Safely Pulling a Trailer
Tis the season – for boats, RVs & trailer that is. For some, pulling and backing a trailer is as easy as falling off the proverbial roof. For others, this task proves more daunting.
Driving a Larger Vehicle
The first aspect that many realize right away is the increased size of the unit they are now driving. Most passenger vehicles are 15 feet in length. Any trailer, therefore, is immediately going to at least double the size of the vehicle you are driving. And because you’re now driving a unit that is roughly 30 feet in length, it makes it nigh impossible to “pop round” to the local coffee shop drive-thru for a “cup a’ joe”.
In addition to the increased size, it is important to know the weight of your trailer and the towing capacity of the towing vehicle. Too many people have found themselves in trouble due to the fact that they attempted to haul a trailer too big or too heavy. Remember, it is you and your family that are going to be at risk, therefore, if there is any doubt whatsoever, seek a second opinion.
Driving to be Predictable
RV dealers or commercial driving schools will be more than happy to assist you to determine if your tow vehicle is capable of safely pulling the trailer you’ve purchased. As well, BC’s Towing a Recreational Trailer: what you need to know offers solid advice for drivers wanting to pull a trailer.
The bulk of motorists know that simply following the road rules is not the only force at work when operating a motor vehicle. The following:
• Proceeding through the intersection immediately after the light changes
• Driving with the flow of traffic
• Maintaining a constant speed
are all examples of social driving. Consequently, when pulling a trailer, there is a need for a mental shift in one’s driving. In other words, it is important to know about the social forces at work, and operate the towing vehicle according to its capabilities – not according to the social pressures applied as result of the few cars tailgating you as you proceed up a hill.
Increase Your Following Distance
With the above in mind therefore, it is important that you drive in the right-hand lane when on a multi-lane highway. Importantly, following distance must be increased to 3,4 or even 5 seconds when towing a larger trailer.
Driving overall is going to be a different experience with a trailer. First, the vehicle’s acceleration and braking are going to be negatively affected. In other words, the vehicle’s ability to reach highway speed is going to be reduced and your vehicle will require greater distances to stop. To compensate for the reduced braking, drivers should increase their following distance to 5 seconds.
As well, because of the slower acceleration, drive in the right-hand lanes when pulling a trailer.
To maintain control through curves and corners, slow the vehicle before entering, and then as you proceed through the turn, accelerate slightly. This way, the trailer does not push the power unit, which could potentially cause you to lose control. In tight spaces when turning, take turns as wide as possible so as not to hit objects with the trailer.

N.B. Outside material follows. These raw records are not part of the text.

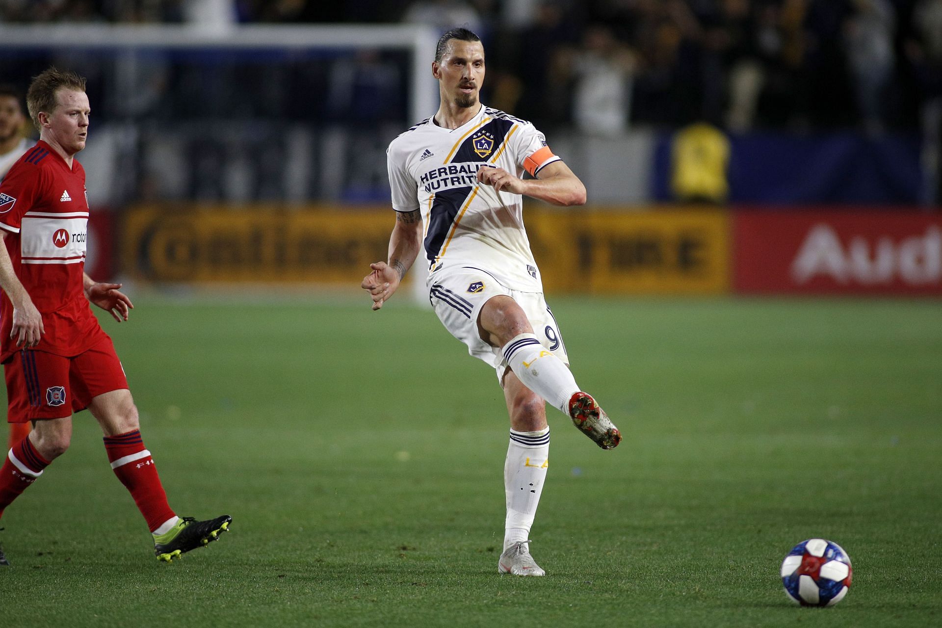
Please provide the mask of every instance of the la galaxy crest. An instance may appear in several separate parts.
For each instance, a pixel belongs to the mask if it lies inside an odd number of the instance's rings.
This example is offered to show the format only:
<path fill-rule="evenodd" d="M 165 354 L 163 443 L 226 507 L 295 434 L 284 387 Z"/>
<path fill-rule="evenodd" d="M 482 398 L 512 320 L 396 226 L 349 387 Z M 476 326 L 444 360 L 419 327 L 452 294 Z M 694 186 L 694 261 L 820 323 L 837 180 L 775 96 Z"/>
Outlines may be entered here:
<path fill-rule="evenodd" d="M 494 134 L 481 129 L 471 136 L 471 145 L 478 156 L 484 159 L 494 153 Z"/>

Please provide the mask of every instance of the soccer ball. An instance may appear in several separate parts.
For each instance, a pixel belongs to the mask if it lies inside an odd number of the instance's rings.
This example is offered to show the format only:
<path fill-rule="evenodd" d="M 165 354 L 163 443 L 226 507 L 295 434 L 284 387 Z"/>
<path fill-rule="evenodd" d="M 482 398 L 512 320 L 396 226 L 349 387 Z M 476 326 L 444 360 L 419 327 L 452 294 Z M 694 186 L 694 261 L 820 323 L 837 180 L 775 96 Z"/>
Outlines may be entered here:
<path fill-rule="evenodd" d="M 788 597 L 803 606 L 833 606 L 851 587 L 851 556 L 840 545 L 823 539 L 804 540 L 782 561 L 782 584 Z"/>

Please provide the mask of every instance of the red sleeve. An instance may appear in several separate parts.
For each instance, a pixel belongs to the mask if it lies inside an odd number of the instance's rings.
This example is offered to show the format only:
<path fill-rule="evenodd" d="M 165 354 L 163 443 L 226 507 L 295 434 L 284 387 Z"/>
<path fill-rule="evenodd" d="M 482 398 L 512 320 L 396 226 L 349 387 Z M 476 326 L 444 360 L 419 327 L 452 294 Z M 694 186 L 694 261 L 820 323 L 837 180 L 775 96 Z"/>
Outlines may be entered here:
<path fill-rule="evenodd" d="M 42 170 L 17 162 L 0 184 L 0 228 L 20 233 L 23 215 L 33 208 L 41 196 Z"/>

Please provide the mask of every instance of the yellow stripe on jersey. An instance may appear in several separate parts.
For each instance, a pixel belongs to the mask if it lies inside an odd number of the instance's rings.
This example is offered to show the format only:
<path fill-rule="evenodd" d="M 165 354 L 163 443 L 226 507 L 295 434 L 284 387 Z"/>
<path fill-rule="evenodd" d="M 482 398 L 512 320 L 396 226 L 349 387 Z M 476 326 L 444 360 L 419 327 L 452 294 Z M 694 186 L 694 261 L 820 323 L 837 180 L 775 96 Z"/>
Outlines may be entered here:
<path fill-rule="evenodd" d="M 474 198 L 476 196 L 478 196 L 479 189 L 479 188 L 477 185 L 475 185 L 474 191 L 471 192 L 471 196 L 469 196 L 468 200 L 464 201 L 464 206 L 462 207 L 462 211 L 459 212 L 458 217 L 455 218 L 455 224 L 451 226 L 451 233 L 448 233 L 448 239 L 445 241 L 445 246 L 442 247 L 442 252 L 435 256 L 436 261 L 445 257 L 445 251 L 448 249 L 448 245 L 451 243 L 451 238 L 454 237 L 455 231 L 458 229 L 458 223 L 462 221 L 462 217 L 464 216 L 464 212 L 467 211 L 468 206 L 471 204 L 471 201 L 474 201 Z"/>
<path fill-rule="evenodd" d="M 455 142 L 455 145 L 451 147 L 451 153 L 448 153 L 448 156 L 446 157 L 445 161 L 443 161 L 442 163 L 443 164 L 447 164 L 449 161 L 451 161 L 451 156 L 455 153 L 455 151 L 458 150 L 458 147 L 462 145 L 462 142 L 464 141 L 464 138 L 467 137 L 472 133 L 474 133 L 475 131 L 477 131 L 478 129 L 479 129 L 480 127 L 484 126 L 485 124 L 487 124 L 490 121 L 491 121 L 491 118 L 490 117 L 484 118 L 484 120 L 480 121 L 480 123 L 479 123 L 477 126 L 473 127 L 470 131 L 468 131 L 463 136 L 462 136 L 461 137 L 459 137 L 458 141 Z"/>
<path fill-rule="evenodd" d="M 431 224 L 431 202 L 434 200 L 435 200 L 435 195 L 434 194 L 430 194 L 429 195 L 429 214 L 428 214 L 429 219 L 425 221 L 425 231 L 422 232 L 422 239 L 423 240 L 425 240 L 425 238 L 429 235 L 429 225 Z"/>
<path fill-rule="evenodd" d="M 519 124 L 514 124 L 511 127 L 511 132 L 504 137 L 504 143 L 500 145 L 500 150 L 497 151 L 497 153 L 494 155 L 494 159 L 491 160 L 492 164 L 496 163 L 497 157 L 499 157 L 500 153 L 504 152 L 505 148 L 507 148 L 507 142 L 511 141 L 511 136 L 516 133 L 518 128 L 520 128 Z"/>

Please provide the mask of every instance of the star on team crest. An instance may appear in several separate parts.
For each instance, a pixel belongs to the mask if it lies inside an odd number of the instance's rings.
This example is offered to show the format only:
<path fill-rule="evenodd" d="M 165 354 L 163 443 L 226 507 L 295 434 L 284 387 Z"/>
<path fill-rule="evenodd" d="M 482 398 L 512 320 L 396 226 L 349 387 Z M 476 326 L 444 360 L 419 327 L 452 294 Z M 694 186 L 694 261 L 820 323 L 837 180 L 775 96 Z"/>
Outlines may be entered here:
<path fill-rule="evenodd" d="M 471 145 L 478 156 L 483 159 L 494 152 L 494 135 L 481 129 L 471 137 Z"/>
<path fill-rule="evenodd" d="M 46 389 L 46 404 L 61 406 L 65 403 L 65 386 L 50 386 Z"/>

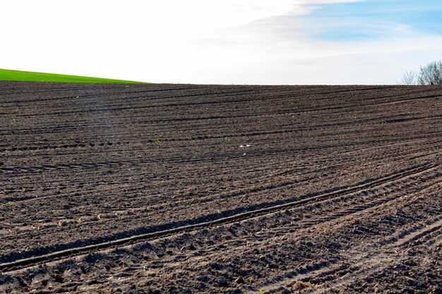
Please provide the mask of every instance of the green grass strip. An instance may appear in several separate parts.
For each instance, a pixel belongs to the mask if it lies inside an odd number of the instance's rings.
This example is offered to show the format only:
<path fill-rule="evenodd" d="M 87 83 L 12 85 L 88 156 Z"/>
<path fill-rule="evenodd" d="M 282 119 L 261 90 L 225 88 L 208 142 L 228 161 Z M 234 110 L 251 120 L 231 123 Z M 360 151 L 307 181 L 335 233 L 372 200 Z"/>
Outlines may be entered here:
<path fill-rule="evenodd" d="M 11 71 L 0 68 L 0 80 L 20 80 L 27 82 L 102 82 L 138 84 L 143 82 L 113 80 L 100 78 L 81 77 L 78 75 L 59 75 L 56 73 L 35 73 L 32 71 Z"/>

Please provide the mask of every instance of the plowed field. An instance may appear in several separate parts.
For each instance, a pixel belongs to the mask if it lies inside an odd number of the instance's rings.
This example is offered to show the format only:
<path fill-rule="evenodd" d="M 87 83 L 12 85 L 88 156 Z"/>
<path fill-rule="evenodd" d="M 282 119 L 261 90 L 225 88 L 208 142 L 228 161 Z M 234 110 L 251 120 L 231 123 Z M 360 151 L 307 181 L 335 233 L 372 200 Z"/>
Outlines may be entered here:
<path fill-rule="evenodd" d="M 442 293 L 442 87 L 0 82 L 0 293 Z"/>

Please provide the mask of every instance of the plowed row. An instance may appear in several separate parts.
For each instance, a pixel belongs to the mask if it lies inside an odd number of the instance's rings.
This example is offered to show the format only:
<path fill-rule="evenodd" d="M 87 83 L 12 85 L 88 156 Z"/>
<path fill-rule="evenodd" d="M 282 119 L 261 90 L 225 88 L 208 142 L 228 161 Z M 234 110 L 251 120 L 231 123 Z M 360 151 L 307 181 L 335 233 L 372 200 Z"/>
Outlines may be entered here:
<path fill-rule="evenodd" d="M 0 138 L 0 293 L 442 293 L 439 87 L 1 82 Z"/>

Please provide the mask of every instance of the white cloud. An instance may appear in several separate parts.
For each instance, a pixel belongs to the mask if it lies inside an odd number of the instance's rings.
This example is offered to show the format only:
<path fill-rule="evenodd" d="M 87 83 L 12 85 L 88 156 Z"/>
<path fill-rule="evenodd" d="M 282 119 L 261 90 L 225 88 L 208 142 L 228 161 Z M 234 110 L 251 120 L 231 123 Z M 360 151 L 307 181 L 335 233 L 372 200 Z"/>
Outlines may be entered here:
<path fill-rule="evenodd" d="M 3 1 L 0 68 L 154 82 L 394 83 L 442 49 L 439 37 L 400 25 L 390 39 L 319 41 L 299 17 L 354 1 Z"/>

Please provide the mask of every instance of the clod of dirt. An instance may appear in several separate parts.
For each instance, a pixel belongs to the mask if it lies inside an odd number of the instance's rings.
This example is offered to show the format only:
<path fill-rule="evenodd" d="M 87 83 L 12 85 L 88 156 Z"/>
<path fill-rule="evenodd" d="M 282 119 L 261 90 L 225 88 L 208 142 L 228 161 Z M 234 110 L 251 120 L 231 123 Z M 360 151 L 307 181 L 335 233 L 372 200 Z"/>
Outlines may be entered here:
<path fill-rule="evenodd" d="M 297 281 L 294 285 L 293 285 L 293 290 L 295 291 L 300 290 L 303 289 L 307 289 L 309 288 L 314 288 L 315 284 L 312 284 L 309 282 L 303 282 L 302 281 Z"/>
<path fill-rule="evenodd" d="M 221 287 L 227 287 L 227 286 L 229 286 L 227 281 L 223 276 L 220 278 L 220 279 L 218 280 L 218 285 L 220 285 L 220 286 Z"/>
<path fill-rule="evenodd" d="M 114 219 L 117 216 L 112 214 L 100 214 L 97 216 L 98 219 Z"/>
<path fill-rule="evenodd" d="M 239 276 L 238 277 L 238 278 L 237 278 L 235 280 L 235 283 L 237 284 L 242 284 L 244 283 L 244 278 L 243 278 L 242 276 Z"/>
<path fill-rule="evenodd" d="M 68 221 L 66 221 L 66 219 L 61 219 L 60 221 L 59 221 L 59 226 L 67 226 L 68 223 Z"/>

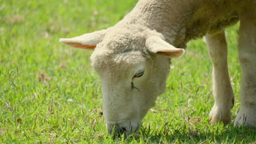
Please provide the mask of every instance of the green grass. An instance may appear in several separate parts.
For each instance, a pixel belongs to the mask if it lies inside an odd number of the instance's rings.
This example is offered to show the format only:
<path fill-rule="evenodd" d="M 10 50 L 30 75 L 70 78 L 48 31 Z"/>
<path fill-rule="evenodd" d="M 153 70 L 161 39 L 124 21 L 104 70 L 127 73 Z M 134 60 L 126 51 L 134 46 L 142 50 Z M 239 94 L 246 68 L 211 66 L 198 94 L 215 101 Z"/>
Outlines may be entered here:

Most Parking Lots are Off-Limits
The majority of parking lots are simply off limits when pulling a trailer. Drivers that possess moderate skills will find that driving forward is much more desirable. In fact, parking generally is going to prove challenging. As a result, trip planning and navigation will save you a lot of grief. Despite a GPS device being accurate most of the time, it may not prove so reliable for larger vehicles. Use other sources such as Google maps to ensure accurate directions.
Good trip planning can save you the grief of backing out of a dead-end street or driveway.
Before departing conduct a thorough pre-trip inspection. The inspection should include the following items:
- Safety chains attached corrected.
- The hitch is locked and secured
- Lights work
- Tires are properly inflated – once a year the wheel bearings should be checked
- The load is secure and properly distributed – another person, for example, didn’t erroneously pile 6 flats of water at the back of your single axle camper trailer
- All doors, flaps and drawers are closed and secure
- Ensure that heavy objects inside the trailer are close to the floor, and over or slightly in front of the axle(s).
- See Towing a Recreational Trailer for a detailed description of a pre-trip inspection.
Towing a trailer offers many rewarding experiences from boating to RVing to snowmobiling and ATVing. If you are considering purchasing a trailer, follow the few simple guidelines above, take a moment to prepare yourself for the task ahead and conduct a pre-trip inspection. Proper planning and know-how will make your journey a safe one.
With the proper training, practice and information, towing a trailer is simple and effective. Provided are helpful guidelines and tips.
 For an explanation of determining following distance using time see SGI’s Handbook @: http://www.sgi.sk.ca/individuals/licensing/studyguides/drivershandbook/basicskills/timejudgement.html
 For a definition and explanation of off-tracking see: Driving Commercial Vehicles: a guide for professional drivers, 32.